As noted in previous posts, the DPJ scored a historic victory in national elections held in August 2009, upsetting the conservative party that had ruled Japan for a nearly unbroken stretch going back to 1955.
Frequently described as a “center-left” party in the western news media, at different times DPJ leaders have advocated more generous social support programs, granting more autonomy to local governments, and even greater independence from the United States in defense policy. Faced with the crude realities of governing and the most serious natural disaster in the nation’s recent history (and the world’s biggest nuclear disaster since Chernobyl), however, party leaders have dithered and backtracked. The constant turmoil has led to continuation of the pre-existing practice of revolving-door prime ministers. We’ve had three within two years.
What about information policy? The DPJ has advocated reform of the country’s flawed “information disclosure” (joho kokai) law at least since 2005, when it formally submitted a revision bill to parliament. That bill died when the ruling LDP refused to take action.
But now the DPJ itself has held power for two years. It has conducted hearings and drafted a new bill (watered down from the 2005 version) but, like the 2005 story, so far parliament has taken no action.
Meanwhile, as information disclosure reform has gathered dust, internal government committees have been busy laying the groundwork for a new state secrets bill. As described by the Japan Times, this proposal would impose criminal penalties of up to five years imprisonment on anyone who leaks designated information that would affect “national security, diplomacy and the maintenance of public safety and order.” Details remain unclear and subject to debate within the government. However such a law might be worded, a 1978 Supreme Court precedent stands as a warning to journalists on the national security (and “public safety and order”) beat. In that case, the Court imposed a guilty verdict on a newspaper reporter for the crime of “inducing” a government official to improperly disclose government secrets.
The 2009 election brought a change of power, but has there been a change in information policy? It’s too early for open government supporters to give up. There are several weeks left in the current parliamentary session. The government information disclosure bill could still make it to the finish line. And the new secrets proposal is still an internal discussion.
But we have been through this exercise before. When advocates propose open government reforms, bureaucrats, establishment politicians and news media supporters respond that the real problem is not too little disclosure, but too much. The nation’s enemies are just outside the gates. We must be more vigilant! The result of this clash of ideas tends to be inaction.
According to the JT, the government committee proposing greater controls says that “the purpose of the bill is to facilitate cooperation with foreign countries in sharing information.” Foreign countries?
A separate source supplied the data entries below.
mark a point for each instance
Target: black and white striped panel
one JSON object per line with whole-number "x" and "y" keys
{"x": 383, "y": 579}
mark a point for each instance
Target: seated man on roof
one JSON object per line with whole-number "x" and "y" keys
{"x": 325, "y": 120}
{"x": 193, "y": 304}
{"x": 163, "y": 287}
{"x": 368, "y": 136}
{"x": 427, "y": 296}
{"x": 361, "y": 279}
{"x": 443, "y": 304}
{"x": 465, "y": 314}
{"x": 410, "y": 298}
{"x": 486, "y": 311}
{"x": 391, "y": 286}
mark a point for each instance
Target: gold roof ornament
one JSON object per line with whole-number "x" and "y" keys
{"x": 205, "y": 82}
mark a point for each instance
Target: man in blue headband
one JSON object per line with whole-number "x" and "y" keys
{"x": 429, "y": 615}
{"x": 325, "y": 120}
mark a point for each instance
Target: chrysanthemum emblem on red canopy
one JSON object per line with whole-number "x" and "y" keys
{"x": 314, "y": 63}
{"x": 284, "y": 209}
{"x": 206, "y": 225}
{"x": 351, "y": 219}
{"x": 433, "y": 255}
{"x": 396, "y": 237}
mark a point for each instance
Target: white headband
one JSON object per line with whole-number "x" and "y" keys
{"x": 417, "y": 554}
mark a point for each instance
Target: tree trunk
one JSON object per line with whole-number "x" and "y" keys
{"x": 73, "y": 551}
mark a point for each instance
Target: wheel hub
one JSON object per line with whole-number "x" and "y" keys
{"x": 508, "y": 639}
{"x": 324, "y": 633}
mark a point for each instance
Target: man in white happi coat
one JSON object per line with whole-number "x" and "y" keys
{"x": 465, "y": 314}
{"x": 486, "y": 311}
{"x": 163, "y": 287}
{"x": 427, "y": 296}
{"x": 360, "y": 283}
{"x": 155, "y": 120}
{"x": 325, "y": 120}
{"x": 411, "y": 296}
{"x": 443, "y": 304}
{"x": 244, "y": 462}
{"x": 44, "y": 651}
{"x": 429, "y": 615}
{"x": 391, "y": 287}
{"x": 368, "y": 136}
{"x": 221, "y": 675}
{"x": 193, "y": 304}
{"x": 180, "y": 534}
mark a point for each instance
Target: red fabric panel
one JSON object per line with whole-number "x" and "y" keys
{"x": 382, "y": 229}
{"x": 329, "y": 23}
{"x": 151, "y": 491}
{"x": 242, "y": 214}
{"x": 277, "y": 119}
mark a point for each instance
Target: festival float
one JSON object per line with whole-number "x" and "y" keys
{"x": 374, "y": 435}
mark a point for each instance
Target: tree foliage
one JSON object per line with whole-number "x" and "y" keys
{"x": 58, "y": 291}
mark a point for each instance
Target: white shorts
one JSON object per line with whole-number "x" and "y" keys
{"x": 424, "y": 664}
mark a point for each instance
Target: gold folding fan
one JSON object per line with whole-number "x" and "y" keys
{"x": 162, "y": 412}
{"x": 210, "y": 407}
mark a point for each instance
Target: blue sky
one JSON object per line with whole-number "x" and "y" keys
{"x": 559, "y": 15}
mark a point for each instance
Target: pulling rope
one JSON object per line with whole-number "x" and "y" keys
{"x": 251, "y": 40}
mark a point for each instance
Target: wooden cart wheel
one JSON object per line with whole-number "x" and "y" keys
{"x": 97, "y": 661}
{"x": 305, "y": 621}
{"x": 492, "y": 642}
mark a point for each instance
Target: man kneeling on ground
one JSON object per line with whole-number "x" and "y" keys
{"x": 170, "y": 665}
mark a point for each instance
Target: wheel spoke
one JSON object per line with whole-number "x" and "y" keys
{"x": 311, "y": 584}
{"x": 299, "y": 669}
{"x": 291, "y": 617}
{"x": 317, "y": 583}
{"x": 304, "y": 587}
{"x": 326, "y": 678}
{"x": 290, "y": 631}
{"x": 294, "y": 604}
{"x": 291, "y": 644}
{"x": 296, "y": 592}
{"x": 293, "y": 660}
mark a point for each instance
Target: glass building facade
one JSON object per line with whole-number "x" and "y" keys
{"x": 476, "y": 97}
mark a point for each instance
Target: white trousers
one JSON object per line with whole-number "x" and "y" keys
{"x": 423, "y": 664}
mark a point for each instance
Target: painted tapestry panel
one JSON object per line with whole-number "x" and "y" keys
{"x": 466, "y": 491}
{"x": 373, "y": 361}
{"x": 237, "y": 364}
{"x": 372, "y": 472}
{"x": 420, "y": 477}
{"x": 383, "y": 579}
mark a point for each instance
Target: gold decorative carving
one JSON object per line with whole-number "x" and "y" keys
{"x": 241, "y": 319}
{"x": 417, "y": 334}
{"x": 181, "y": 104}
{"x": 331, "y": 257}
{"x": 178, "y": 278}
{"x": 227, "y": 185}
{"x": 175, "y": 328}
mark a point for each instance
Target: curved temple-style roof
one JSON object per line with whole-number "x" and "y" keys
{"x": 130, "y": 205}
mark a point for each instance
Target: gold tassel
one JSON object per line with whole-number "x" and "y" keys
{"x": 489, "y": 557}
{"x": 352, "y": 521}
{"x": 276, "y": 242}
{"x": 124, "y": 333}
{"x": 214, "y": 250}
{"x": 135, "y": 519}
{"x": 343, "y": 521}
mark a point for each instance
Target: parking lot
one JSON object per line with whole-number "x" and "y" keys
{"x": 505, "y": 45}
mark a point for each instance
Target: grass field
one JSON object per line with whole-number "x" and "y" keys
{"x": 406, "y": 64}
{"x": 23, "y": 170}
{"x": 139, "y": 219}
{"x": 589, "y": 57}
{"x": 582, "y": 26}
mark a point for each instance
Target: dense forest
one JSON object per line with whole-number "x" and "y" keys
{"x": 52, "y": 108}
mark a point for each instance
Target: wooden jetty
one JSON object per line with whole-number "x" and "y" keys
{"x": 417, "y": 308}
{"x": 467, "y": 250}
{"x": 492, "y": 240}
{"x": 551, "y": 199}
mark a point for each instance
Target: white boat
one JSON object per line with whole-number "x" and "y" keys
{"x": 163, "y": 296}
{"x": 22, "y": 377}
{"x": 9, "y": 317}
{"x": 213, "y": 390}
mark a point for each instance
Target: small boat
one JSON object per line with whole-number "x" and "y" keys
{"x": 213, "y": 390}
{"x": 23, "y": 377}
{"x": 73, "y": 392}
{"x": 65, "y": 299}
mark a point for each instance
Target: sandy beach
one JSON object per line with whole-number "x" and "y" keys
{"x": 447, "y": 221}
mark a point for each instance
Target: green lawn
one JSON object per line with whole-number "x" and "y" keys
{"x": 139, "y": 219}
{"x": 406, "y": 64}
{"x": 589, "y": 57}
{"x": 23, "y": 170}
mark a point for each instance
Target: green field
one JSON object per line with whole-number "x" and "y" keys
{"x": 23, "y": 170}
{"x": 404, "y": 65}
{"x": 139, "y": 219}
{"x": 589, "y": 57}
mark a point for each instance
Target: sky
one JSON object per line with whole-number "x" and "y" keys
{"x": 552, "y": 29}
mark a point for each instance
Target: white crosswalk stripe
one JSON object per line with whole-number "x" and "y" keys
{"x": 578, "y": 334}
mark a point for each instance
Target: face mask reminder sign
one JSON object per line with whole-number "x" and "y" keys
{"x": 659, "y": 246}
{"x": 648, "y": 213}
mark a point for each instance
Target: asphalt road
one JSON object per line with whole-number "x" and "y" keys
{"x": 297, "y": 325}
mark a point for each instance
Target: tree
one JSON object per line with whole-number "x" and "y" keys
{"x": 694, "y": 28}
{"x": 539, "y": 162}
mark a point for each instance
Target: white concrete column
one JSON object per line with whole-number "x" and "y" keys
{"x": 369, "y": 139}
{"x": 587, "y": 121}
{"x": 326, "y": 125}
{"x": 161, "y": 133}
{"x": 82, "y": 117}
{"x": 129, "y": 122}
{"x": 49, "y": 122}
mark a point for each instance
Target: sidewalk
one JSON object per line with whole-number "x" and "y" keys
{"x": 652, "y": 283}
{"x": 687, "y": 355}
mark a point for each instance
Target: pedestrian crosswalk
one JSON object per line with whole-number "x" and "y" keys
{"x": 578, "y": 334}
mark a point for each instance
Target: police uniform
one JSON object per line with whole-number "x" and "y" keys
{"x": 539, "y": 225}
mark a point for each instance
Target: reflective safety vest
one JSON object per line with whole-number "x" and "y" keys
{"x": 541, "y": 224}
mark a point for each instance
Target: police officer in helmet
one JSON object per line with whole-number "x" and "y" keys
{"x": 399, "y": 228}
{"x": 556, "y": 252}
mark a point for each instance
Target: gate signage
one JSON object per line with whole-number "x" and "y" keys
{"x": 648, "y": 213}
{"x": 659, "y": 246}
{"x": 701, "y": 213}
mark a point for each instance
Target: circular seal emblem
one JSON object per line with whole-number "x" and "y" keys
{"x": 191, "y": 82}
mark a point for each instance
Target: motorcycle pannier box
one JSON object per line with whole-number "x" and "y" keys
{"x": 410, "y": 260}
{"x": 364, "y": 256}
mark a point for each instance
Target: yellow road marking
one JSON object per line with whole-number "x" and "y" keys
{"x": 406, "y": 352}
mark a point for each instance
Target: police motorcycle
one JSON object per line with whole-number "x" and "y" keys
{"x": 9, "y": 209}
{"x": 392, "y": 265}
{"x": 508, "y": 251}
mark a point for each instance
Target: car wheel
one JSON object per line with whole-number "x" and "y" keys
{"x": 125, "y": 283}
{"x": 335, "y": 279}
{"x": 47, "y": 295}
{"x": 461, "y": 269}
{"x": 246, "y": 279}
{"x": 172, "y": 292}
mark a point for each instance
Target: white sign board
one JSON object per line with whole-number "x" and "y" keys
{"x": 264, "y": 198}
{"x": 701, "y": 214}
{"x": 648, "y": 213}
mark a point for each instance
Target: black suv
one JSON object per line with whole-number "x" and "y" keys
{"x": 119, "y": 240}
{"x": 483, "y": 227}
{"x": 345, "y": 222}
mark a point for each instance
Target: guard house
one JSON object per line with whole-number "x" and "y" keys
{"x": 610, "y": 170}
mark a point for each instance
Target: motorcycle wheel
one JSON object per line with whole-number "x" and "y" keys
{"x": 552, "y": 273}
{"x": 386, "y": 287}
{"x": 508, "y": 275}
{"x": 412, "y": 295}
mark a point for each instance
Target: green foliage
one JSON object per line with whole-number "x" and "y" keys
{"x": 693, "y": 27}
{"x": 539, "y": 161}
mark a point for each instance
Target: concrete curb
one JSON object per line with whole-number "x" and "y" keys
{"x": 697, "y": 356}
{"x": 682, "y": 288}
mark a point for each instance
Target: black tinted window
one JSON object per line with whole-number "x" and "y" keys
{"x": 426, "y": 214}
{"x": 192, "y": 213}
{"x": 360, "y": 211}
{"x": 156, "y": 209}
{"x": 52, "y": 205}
We know there is only one country significant in this regard. Its headquarters is found in a five-sided building located on the shore of the Potomac River.*
* Washington pressure on Japan to adopt stricter rules on security information would parallel its efforts elsewhere. Alasdair Roberts has reported U.S. insistence that NATO allies do so as a condition to participation in the alliance. See, e.g., Chapter 6 of his 2006 work “Blacked Out — Government Secrecy in the Information Age,” (Cambridge University Press).